I do agree that you can retroactively apply the AIDS allegory to The Thing, but it wasn’t until I saw Blade that I feel a mainstream horror/sci-fi/action movie even attempted to deal with the AIDS issue. Even in Blade, AIDS is only implied in passing. That said, there is definitely a strong fear of infection in Carpenter’s film. This fear of infection would continue to manifest in films like 28 Days Later.
Just my opinion. Keep up the good work!
Amazing podcast! When I was first told about your show, this was the newest episode, and I put off listening as I obviously wanted to listen through the back log, which has all been incredible.
The analysis on this film was really refreshing to hear, as most of the conversation that I’ve been involved with has been quite male-dominated, and your takes have introduced concepts and other writers I wouldn’t have heard of before.

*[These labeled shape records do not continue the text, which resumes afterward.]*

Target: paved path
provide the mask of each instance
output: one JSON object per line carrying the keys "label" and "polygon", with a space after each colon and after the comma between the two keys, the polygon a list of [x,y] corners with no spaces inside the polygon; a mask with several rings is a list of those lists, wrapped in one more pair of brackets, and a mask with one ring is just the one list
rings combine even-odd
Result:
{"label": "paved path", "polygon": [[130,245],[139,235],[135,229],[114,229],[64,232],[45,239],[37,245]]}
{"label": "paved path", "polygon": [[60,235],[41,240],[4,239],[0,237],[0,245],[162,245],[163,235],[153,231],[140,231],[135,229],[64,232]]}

I wanted to throw a hat in the ring of “Childs and MacReady” theories at the end, one a friend pitched to me after we watched at a film theatre screening, and ties into what you were saying about things that call back to earlier scenes being more satisfying; the theory is that through the movie, the wardrobe informs the viewer who has been infected. During the film, the characters never really change clothes, other than putting on their cold weather gear, and a large plot point is how the clothes of someone infected are found shredded: The Thing tries to sow paranoia by finding and destroying some of MacReady’s clothes. So, extrapolating from this, the last time we see Childs before the final scene, he is wearing a dark blue parka, but when he show up after the encounter, his parka is a light beige.
Still just a theory, but one I think ties in with the earlier plot point of the torn longjohns.
Keep up the great work, I look forward to more great episodes in the future!
I’d love to hear you talk about the original movie version of The Thing.
I’d love to hear you tackle more vintage horror overall, I think you’d have a lot of great things to say about how the genre developed.